I am not an athiest but I am also not sure I am a christian any more. So I am caught some where in the middle. So I guess you could say I am agnostic ( I had to look that up ).
I had long ago decided organized religian was a bad thing. I had long ago decided that the bible was not to be taken littrally but as a guide line. Mind you I had never read the bible. I had however read the little children version front to back. The one full of great stories of moral high ground. I always questioned that was in my nature.
I came from a religiouse house hold but my parents were by no means model citizens. My dad would go out drinking and doing drugs friday night and saturday night and beat up my mom and then sunday we went to church. The older I got the more rediculouse this seemed. One day our pastor was arrested for molesting a child. I think that might have been the day I decided organized religian wasnt for me.
I was still very narrow minded actually dropping out of biology because I refused to EVEN learn about evelution. I couldnt ever say that people who were homosexual where bad people but I definatly hated there actions and said I would pray for them. I then stayed with a very abusive man for 6 years because I believed god would punish me if I left him because in his eyes I was married to him.
One day it became to much - I left and suspended all believe of anything. Not only of God but of morality itself. I experienced many things I had judged others for doing I decided it was time to make my own desisions about how the world worked.
During this time I met my husband - Brought up by an extremely strict catholic family he to had suspended his belief. For me his existance at a time in my life when I was 2 steps away from living on the streets told me there was a god.
Looking back - its a series of very good descisions that allowed me to meet him made after a series of bad ones. But none the less I made those choices and had I made diffrent ones I would be in a very diffrent place.
2 wounderfull years have gone by we have discussed many things and theories on religian and how it effects people ect. Both never thinking of the possibility that there is no god but just that all religians have it wrong.
Then we ran into Richard Dawkins work one night both of us couldnt get enough. Opening up to us the possibility that god does not exist and even if he does - do we even like him.

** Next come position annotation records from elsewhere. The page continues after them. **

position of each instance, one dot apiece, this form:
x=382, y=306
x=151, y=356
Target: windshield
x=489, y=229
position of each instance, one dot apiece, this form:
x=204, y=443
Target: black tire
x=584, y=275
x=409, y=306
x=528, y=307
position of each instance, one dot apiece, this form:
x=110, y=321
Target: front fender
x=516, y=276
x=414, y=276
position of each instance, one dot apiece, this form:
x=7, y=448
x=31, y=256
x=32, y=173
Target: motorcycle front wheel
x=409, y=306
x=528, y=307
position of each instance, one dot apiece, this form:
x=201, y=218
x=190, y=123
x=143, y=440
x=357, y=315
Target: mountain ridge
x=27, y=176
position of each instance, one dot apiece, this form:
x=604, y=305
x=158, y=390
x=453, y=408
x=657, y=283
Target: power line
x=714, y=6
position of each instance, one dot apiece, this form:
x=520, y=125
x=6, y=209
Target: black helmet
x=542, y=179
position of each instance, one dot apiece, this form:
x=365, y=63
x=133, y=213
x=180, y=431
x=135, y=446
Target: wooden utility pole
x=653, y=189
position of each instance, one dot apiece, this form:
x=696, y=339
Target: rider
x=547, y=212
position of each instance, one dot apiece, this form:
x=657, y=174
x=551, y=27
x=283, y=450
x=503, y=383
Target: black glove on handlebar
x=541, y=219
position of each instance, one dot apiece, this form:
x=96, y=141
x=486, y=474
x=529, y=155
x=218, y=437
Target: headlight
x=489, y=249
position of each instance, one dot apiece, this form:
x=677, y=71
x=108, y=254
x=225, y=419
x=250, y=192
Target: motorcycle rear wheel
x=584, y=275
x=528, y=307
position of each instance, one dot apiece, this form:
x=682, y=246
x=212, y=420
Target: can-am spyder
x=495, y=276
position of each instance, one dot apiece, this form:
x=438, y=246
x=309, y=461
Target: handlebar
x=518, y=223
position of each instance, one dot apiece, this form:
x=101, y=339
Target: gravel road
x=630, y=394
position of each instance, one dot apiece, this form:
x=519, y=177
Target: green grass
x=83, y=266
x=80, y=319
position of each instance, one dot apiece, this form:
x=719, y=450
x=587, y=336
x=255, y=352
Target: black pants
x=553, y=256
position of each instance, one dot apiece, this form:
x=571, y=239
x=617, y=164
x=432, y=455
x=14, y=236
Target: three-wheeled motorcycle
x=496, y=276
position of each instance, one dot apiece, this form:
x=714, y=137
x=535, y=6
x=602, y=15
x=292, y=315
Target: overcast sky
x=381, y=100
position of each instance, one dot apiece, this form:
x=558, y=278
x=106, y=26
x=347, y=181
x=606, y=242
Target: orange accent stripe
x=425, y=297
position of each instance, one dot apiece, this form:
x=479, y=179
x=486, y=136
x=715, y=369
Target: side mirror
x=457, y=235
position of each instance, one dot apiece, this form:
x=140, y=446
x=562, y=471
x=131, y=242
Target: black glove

Instantly both of us recognized a fear in us to say " there is no god, I deny the holey spirit" meand eternal damnation. I am working with a psyciatrist to recover from the abuse of my childhood as wella s my ex I instantly recognized the feeling as a "trigger" much like I get when trying to do something I was previously harmed for doing.
My husband had a great deal of discusion about this and for him it really came down to - he believed his mother was the authority on God not his priest ( his mother is dead ) so essentially he is afraid of his mothers wrath not god and for him realising there is no god has been liberating.
For me - my version of god has become very diffrent then the christian version or really any version. God is like my imaginary friend. It will hurt his feelings if I say he doesnt exist and I will burn in hell - but that aside. I need him to exist, I need to feel like I am not alone like not matter what I have this made up entity to look up to. I know he isnt the god in the bible because my god doesnt care if people are gay or if you have sex with a women on her period. My god thinks the passion of the christ is sick and the whole bible is twisted.
When I was alone locked in a closet by my brother or locked outside I took solace in knowing that while I could not take my revenge on him one day god would.
I think for me I have a very distorted not factual base believe in god - built on the thought that I had to believe in him or I would burn in hell but knowing I couldnt believe in the god presented to me.
So while I believe that the belief in god is child like much like the belief in Santa Clause I also know that my own experience has led my psyci to need to create a mythical way that I can be safe from those who would or could harm me and some thing that will seek revenge on those who wrong me.
This is a frusterating part of my mind that believes this because it holds it like a security blanket - like letting go of it means my world will crash down and I will have to *gasp* believe in myself and those around me for a change.
Its frusterating for me to see and know I use it as a crutch and yet not be able to let it go.
Its frusterating to know I search to disprove gods existance but yet no amount of proof will ever be enough.
Mind you I find the same comfort in my horses and the same comfort in being sourounded by "gods creations"
I suspect its all reprograming - programmed as a child to not only fear god but learning to find comfort in him.
as you can see this is one long blog of nonsence. here I sit confused trying to balance rational thought with known irational beliefs.